Prime two-wheeler manufacturers like Bajaj Auto, Hero MotoCorp and TVS Motor are also watching global headlines closely in the year ahead, as macroeconomic and political uncertainties continue to obstruct business operations and escalate reputational risk. This global economic gloom has increasingly undercut consumer demand over the past two quarters, pushing buyers in the region to curtail spending. During the period April 2022-February 2023, India, one of the world's leading two-wheeler exporters, witnessed a drop of over 16 percent year-on-year to 34.06 lakh units. According to Rakesh Sharma, Executive Director (ED) of Bajaj Auto, devaluation driven by price increases and erosion of purchasing power due to across-the-board inflation in emerging markets has impaired demand. “Exports continue to face strong headwinds due to the difficult macroeconomic environment in most emerging markets. We estimate that it will take perhaps until May or June for normalcy to start returning, first in Latin America, followed by Africa. And thereafter, we can start to rebuild the stocks and address high demands,” he said during a February quarterly call.
He also highlighted that the availability of the US dollar for trading and the cautionary stand taken by most central banks to convert foreign exchange continue to make operations quite difficult.
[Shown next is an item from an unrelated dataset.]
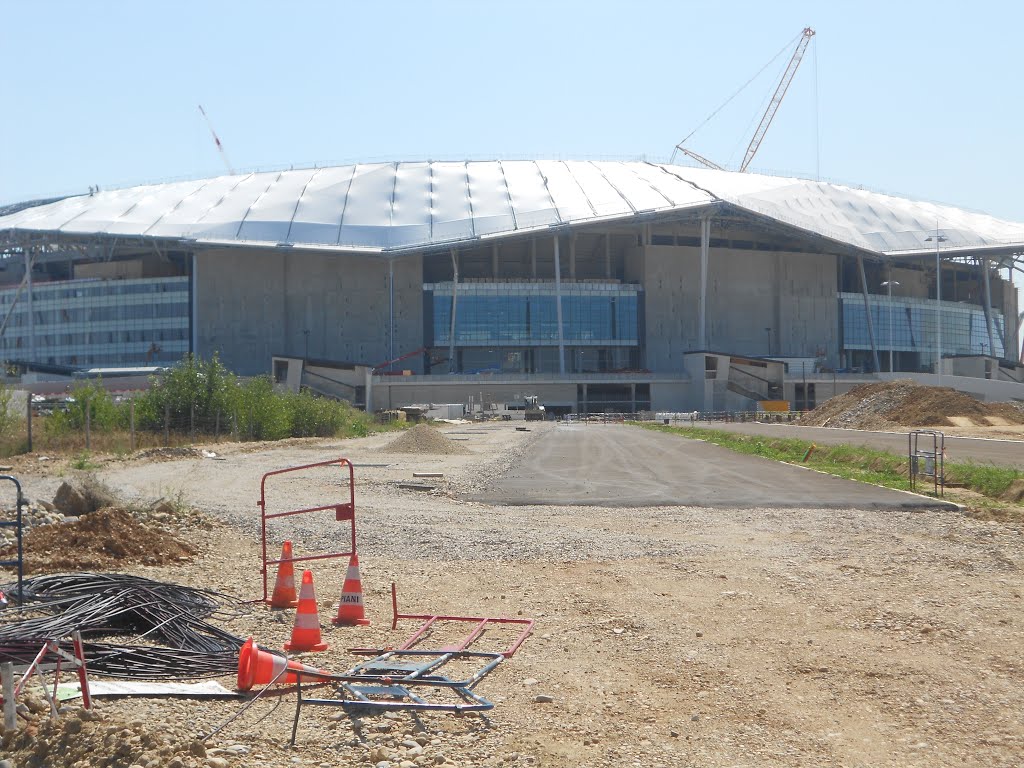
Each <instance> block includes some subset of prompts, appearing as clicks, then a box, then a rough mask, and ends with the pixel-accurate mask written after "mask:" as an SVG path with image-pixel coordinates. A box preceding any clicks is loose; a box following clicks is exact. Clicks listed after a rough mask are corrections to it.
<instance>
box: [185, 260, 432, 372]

Notably, exports comprise almost 50 percent of the two-wheeler and three-wheeler sales of Bajaj Auto, which exports to over 90 countries.
The inflationary trend in Africa is also affecting Chennai-based TVS Motor's overseas business and presents a difficult outlook ahead. The company also highlighted that the war in Ukraine and the depreciation of the local currency are also affecting disposable income.
Looking forward to exports, while the OEMs see retail sales improving as customers digest new prices, they are sanguine about the availability of foreign exchange, particularly in South Asia and Africa.